Re: Re: Assignment four!

Duncan Rawlinson

I think you’ve done a good job of capturing the size of the church. You mentioned that you were not sure how to capture the entire thing because it’s so big. Well I think you should consider doing two things. 1 is more technical, the other is more artistic.

Let’s start with the artistic idea. I generally find parking lots and cars to be distracting elements in photographs. It’s hard because they are everywhere and it’s hard to compose any photograph without a car. However, I feel the message that is being conveyed in this image is slanted towards the religious end of the spectrum. It could also be an architectural photograph, but either way the parking lot and cars don’t add anything to this story. They seem more like a composition sacrifice (i.e. I couldn’t get the entire church in the frame if I didn’t stand far enough back and therefore get the parking lot and cars as well). And while compromise is sometimes necessary in photography, you should try to consider all possibilities before you sacrifice your image.

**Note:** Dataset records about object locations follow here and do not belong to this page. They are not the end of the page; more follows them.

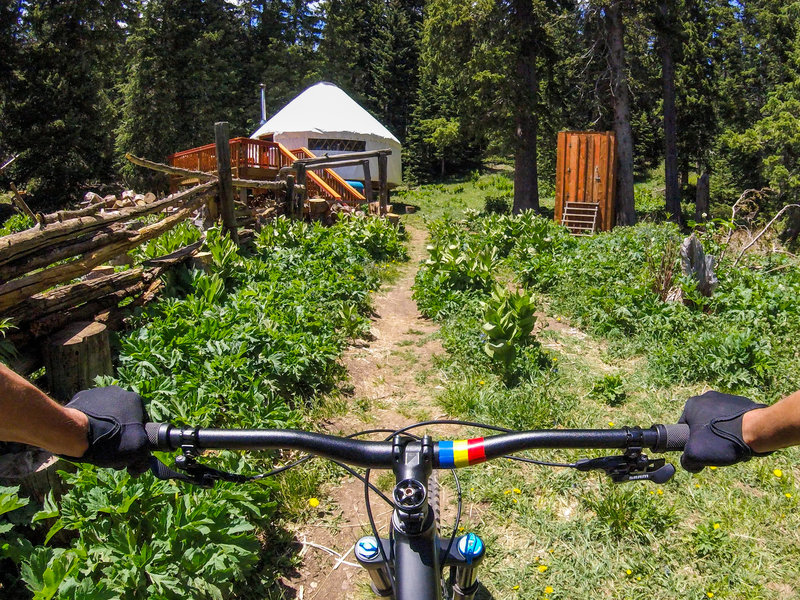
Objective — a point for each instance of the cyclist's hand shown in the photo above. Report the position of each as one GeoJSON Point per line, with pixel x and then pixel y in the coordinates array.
{"type": "Point", "coordinates": [117, 438]}
{"type": "Point", "coordinates": [715, 426]}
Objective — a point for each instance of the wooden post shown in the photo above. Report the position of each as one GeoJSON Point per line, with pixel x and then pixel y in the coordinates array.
{"type": "Point", "coordinates": [300, 198]}
{"type": "Point", "coordinates": [75, 356]}
{"type": "Point", "coordinates": [20, 203]}
{"type": "Point", "coordinates": [289, 193]}
{"type": "Point", "coordinates": [222, 138]}
{"type": "Point", "coordinates": [383, 182]}
{"type": "Point", "coordinates": [368, 185]}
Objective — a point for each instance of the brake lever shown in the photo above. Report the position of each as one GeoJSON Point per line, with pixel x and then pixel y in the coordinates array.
{"type": "Point", "coordinates": [631, 466]}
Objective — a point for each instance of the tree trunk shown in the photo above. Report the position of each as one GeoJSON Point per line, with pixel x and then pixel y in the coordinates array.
{"type": "Point", "coordinates": [526, 175]}
{"type": "Point", "coordinates": [702, 199]}
{"type": "Point", "coordinates": [625, 208]}
{"type": "Point", "coordinates": [666, 43]}
{"type": "Point", "coordinates": [75, 356]}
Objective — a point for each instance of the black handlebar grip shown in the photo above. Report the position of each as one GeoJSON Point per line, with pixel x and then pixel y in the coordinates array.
{"type": "Point", "coordinates": [152, 430]}
{"type": "Point", "coordinates": [671, 437]}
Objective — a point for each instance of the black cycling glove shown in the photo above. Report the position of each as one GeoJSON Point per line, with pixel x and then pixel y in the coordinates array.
{"type": "Point", "coordinates": [715, 425]}
{"type": "Point", "coordinates": [117, 438]}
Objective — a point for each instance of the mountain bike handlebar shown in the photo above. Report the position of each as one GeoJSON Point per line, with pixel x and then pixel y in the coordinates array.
{"type": "Point", "coordinates": [446, 454]}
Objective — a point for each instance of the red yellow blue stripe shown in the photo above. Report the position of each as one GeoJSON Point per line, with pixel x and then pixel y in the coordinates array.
{"type": "Point", "coordinates": [461, 453]}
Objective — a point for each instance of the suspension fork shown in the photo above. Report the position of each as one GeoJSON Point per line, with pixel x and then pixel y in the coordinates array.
{"type": "Point", "coordinates": [414, 553]}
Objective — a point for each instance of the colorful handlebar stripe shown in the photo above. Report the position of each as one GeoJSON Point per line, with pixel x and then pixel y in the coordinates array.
{"type": "Point", "coordinates": [461, 453]}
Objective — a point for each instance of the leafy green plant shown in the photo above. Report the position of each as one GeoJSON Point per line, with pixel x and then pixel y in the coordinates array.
{"type": "Point", "coordinates": [499, 205]}
{"type": "Point", "coordinates": [15, 223]}
{"type": "Point", "coordinates": [711, 539]}
{"type": "Point", "coordinates": [609, 389]}
{"type": "Point", "coordinates": [509, 318]}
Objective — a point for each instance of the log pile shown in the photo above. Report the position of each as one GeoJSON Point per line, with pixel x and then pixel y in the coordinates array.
{"type": "Point", "coordinates": [36, 264]}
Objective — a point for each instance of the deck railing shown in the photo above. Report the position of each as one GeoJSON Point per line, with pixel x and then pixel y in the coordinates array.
{"type": "Point", "coordinates": [245, 153]}
{"type": "Point", "coordinates": [349, 193]}
{"type": "Point", "coordinates": [248, 153]}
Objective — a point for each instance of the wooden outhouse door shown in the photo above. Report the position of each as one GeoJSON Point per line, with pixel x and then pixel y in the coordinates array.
{"type": "Point", "coordinates": [586, 181]}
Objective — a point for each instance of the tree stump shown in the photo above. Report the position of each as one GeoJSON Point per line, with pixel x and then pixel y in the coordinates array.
{"type": "Point", "coordinates": [75, 356]}
{"type": "Point", "coordinates": [319, 206]}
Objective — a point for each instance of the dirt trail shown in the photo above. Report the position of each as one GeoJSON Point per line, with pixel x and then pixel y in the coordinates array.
{"type": "Point", "coordinates": [393, 381]}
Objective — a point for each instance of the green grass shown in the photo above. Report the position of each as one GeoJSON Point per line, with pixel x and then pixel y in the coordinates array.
{"type": "Point", "coordinates": [723, 533]}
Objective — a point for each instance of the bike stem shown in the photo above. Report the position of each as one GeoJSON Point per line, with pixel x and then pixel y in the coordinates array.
{"type": "Point", "coordinates": [415, 548]}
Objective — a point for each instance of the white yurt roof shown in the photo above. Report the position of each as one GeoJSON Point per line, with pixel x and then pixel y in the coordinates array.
{"type": "Point", "coordinates": [324, 109]}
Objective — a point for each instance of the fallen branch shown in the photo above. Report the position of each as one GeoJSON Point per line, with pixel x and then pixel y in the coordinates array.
{"type": "Point", "coordinates": [18, 245]}
{"type": "Point", "coordinates": [21, 205]}
{"type": "Point", "coordinates": [19, 289]}
{"type": "Point", "coordinates": [734, 209]}
{"type": "Point", "coordinates": [8, 163]}
{"type": "Point", "coordinates": [763, 231]}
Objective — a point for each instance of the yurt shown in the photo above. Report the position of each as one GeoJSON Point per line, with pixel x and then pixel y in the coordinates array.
{"type": "Point", "coordinates": [326, 120]}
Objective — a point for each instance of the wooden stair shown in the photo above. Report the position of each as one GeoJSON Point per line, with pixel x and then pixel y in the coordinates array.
{"type": "Point", "coordinates": [581, 218]}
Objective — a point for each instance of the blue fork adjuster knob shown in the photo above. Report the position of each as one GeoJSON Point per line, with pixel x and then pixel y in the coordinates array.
{"type": "Point", "coordinates": [471, 547]}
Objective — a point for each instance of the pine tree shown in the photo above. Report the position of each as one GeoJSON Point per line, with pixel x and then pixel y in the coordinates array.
{"type": "Point", "coordinates": [58, 98]}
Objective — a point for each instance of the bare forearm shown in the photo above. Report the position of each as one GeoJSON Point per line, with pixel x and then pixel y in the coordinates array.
{"type": "Point", "coordinates": [774, 427]}
{"type": "Point", "coordinates": [29, 416]}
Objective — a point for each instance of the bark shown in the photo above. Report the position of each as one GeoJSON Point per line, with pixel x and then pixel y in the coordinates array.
{"type": "Point", "coordinates": [702, 199]}
{"type": "Point", "coordinates": [31, 241]}
{"type": "Point", "coordinates": [80, 245]}
{"type": "Point", "coordinates": [19, 289]}
{"type": "Point", "coordinates": [667, 49]}
{"type": "Point", "coordinates": [526, 176]}
{"type": "Point", "coordinates": [625, 208]}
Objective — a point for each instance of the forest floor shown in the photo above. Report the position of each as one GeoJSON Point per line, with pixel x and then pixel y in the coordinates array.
{"type": "Point", "coordinates": [394, 382]}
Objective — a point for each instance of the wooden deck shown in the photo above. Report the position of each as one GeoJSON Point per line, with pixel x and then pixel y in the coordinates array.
{"type": "Point", "coordinates": [262, 160]}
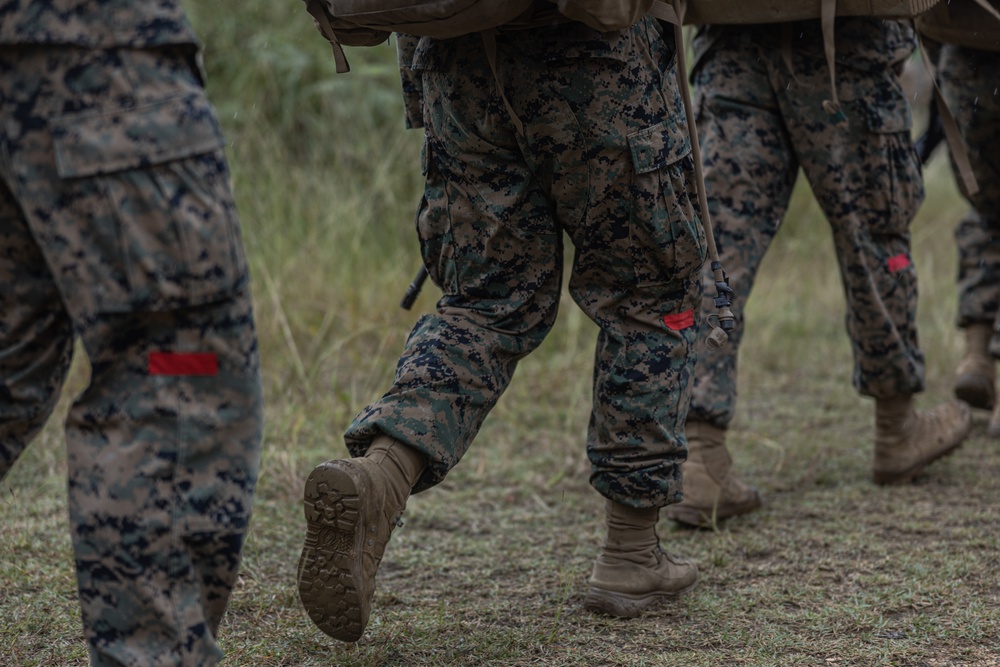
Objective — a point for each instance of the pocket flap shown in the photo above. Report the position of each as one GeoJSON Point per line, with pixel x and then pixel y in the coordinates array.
{"type": "Point", "coordinates": [658, 146]}
{"type": "Point", "coordinates": [89, 143]}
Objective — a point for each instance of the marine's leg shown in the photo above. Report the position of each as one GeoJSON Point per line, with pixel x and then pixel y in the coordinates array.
{"type": "Point", "coordinates": [969, 79]}
{"type": "Point", "coordinates": [750, 171]}
{"type": "Point", "coordinates": [36, 336]}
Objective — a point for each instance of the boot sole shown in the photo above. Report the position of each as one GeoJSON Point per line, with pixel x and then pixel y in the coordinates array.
{"type": "Point", "coordinates": [624, 605]}
{"type": "Point", "coordinates": [907, 476]}
{"type": "Point", "coordinates": [975, 390]}
{"type": "Point", "coordinates": [330, 575]}
{"type": "Point", "coordinates": [708, 517]}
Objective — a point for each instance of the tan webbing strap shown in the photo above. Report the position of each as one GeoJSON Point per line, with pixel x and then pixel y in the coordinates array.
{"type": "Point", "coordinates": [828, 16]}
{"type": "Point", "coordinates": [665, 12]}
{"type": "Point", "coordinates": [786, 49]}
{"type": "Point", "coordinates": [952, 134]}
{"type": "Point", "coordinates": [314, 8]}
{"type": "Point", "coordinates": [490, 44]}
{"type": "Point", "coordinates": [990, 9]}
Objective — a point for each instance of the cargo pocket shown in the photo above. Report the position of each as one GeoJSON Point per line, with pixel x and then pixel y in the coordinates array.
{"type": "Point", "coordinates": [161, 229]}
{"type": "Point", "coordinates": [666, 240]}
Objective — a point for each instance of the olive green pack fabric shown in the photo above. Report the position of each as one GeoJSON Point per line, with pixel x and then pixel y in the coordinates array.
{"type": "Point", "coordinates": [970, 23]}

Therefore I feel as though you have 2 options here. 1. You can make the cars look less accidental by showing them more prominently. The visual message could be more about church attendance and the contrast between the beauty of the church and the volume of the parking lot.

Alternatively, and I think more preferably you should stick to your original idea of capturing the church. Therefore you should compose your image in a way that excludes the secondary elements of cars and parking lots. To do this you’ll need to move closer. This brings us to our technical change. What you might want to consider is being a wide angle lens (maybe between 17mm and 24mm). This will allow you to get close to your object while at the same time being able to include the entire structure.

For example, look at the following image:

They were able to capture the size of the church without having to include any distracting background or foreground elements.

Your assignment is great overall. But to go to the next level, it’s all about the small details!

Again, great work!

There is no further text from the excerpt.